À plat ventre sur mon lit, les yeux rivés sur mon réveil, je regarde les minutes passer lentement. Trop à mon goût. Je voudrais les revoir, maintenant, ou au moins pouvoir leur parler, même si je dois le faire par SMS.
Depuis que j'ai réalisé que notre temps ensemble était compté, je ne veux pas perdre une seule minute que je pourrais passer avec eux, loin de ces personnes qui me sont encore plus chères que ma famille elle-même.
Vingt et une heure dix, onze, douze, treize, quatorze, quinze, seize, dix-sept, dix-huit, dix-neuf, vingt. Voilà dix minutes de plus de gaspillées.
J'attrape mon casque, le mets sur mes oreilles et lance la musique qu'ils m'ont faite découvrir. « Time is running out ». J'ai un léger sourire furtif. C'est tellement approprié à notre situation.
Je ferme les yeux. J'oublie successivement, ma sœur, ma belle-mère, le chat, mon père.
Que le temps passe, après tout. Je ne vais pas m'en plaindre. Je ne veux qu'une chose : être demain matin, à huit heure dix, dans la cour, avec eux. Rire avec eux, parler avec eux. Même pleurer avec eux, me paraît être un pur moment de bonheur.

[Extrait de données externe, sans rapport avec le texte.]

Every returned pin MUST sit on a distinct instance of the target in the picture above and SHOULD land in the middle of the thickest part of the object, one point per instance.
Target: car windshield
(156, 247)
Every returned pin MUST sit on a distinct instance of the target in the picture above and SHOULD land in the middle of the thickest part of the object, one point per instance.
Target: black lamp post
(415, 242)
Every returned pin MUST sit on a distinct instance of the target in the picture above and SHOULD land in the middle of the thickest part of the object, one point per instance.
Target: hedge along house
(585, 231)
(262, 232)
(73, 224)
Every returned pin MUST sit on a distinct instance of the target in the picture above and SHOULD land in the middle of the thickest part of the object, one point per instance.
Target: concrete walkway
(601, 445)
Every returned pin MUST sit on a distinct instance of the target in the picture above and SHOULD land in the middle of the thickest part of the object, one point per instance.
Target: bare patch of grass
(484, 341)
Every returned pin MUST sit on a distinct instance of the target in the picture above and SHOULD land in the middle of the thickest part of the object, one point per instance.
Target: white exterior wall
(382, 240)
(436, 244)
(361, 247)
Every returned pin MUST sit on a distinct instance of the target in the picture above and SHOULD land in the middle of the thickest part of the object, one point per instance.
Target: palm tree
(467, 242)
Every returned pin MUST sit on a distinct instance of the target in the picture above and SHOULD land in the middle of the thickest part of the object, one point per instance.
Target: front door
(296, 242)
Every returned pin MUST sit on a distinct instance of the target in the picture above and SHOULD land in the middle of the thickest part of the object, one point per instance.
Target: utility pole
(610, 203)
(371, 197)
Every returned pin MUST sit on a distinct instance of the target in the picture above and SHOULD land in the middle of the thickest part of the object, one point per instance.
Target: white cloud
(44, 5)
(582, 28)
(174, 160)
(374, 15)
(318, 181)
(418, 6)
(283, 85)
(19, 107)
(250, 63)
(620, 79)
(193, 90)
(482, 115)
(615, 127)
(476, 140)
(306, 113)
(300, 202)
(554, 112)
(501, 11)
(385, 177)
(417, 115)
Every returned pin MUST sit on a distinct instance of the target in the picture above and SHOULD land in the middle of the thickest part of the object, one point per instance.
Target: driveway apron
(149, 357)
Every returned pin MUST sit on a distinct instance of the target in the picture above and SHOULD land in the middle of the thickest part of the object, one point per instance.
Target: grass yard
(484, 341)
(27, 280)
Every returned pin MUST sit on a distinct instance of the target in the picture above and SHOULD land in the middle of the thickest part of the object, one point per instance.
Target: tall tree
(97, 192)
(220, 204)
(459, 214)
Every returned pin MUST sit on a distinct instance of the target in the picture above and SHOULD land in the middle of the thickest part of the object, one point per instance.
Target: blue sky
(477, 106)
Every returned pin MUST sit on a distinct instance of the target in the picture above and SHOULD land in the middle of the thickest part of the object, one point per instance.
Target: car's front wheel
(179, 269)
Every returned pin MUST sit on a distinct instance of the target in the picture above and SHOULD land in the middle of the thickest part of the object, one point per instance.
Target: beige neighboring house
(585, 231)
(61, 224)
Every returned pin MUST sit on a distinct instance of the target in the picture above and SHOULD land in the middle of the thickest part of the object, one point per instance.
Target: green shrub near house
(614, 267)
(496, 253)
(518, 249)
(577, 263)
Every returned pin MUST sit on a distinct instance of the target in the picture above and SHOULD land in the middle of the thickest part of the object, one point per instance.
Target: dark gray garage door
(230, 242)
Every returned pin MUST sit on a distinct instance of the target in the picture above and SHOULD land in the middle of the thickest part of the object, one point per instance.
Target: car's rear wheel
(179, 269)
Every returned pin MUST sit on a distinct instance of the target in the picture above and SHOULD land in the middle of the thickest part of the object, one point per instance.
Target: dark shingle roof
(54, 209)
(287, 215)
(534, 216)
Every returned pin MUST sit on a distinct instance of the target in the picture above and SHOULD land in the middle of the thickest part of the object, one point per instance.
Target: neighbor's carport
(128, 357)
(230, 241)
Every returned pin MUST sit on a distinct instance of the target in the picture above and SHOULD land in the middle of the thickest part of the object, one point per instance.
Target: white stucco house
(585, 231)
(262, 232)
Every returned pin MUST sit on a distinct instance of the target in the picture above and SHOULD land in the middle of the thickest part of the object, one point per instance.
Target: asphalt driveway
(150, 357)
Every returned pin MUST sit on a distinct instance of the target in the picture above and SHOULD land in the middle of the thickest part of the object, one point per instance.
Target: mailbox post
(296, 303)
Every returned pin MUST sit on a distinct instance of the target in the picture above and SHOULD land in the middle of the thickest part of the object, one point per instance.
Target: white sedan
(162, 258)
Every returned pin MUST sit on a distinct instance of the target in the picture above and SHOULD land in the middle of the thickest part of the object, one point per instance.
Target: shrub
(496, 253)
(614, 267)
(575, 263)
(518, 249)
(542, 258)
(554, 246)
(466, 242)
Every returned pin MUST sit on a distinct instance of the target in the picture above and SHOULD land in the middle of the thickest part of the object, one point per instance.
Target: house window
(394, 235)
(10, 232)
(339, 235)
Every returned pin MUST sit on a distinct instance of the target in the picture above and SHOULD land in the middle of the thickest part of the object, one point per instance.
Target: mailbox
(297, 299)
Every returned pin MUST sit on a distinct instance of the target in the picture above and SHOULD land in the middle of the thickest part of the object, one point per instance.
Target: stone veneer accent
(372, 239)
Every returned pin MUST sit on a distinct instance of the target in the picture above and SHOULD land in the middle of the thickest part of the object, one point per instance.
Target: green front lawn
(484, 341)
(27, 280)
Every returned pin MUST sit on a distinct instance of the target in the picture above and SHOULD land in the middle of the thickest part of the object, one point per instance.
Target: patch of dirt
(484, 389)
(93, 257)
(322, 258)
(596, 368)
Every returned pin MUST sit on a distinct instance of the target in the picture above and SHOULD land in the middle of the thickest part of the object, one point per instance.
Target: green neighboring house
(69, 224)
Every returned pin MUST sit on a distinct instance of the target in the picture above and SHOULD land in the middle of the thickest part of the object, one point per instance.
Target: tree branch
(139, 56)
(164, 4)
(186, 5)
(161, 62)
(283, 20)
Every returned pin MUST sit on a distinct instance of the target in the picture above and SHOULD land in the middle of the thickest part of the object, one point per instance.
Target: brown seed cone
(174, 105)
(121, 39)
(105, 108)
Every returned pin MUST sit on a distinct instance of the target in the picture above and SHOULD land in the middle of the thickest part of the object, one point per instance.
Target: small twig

Je sursaute quand mon père entre brusquement dans ma chambre. Je fais descendre, sans me presser, le casque sur ma nuque.
- Mmmm ? dis-je avec lassitude. - Tu réponds quand on te parles ? m'attaque sans détour l'homme. -Je n'avais pas entendu. - Tu es beaucoup dans ta bulle depuis ton retour de ce voyage. Cela ne me plaît pas du tout.
Je ne juge pas utile de lui répondre. Je ne fais donc que soutenir son regard furibond.
- Je voudrais que tu en sortes ! Commence par lâcher ton casque, ta musique et ton téléphone et venir manger avec ta famille.- J'ai pas faim.Tu vas venir vivre en société et sortir de ta bulle, tout de suite ! insiste-t-il fermement, sans me laisser le moindre choix.
Je le regarde fixement. Je sens les larmes monter, mon cœur se serrer.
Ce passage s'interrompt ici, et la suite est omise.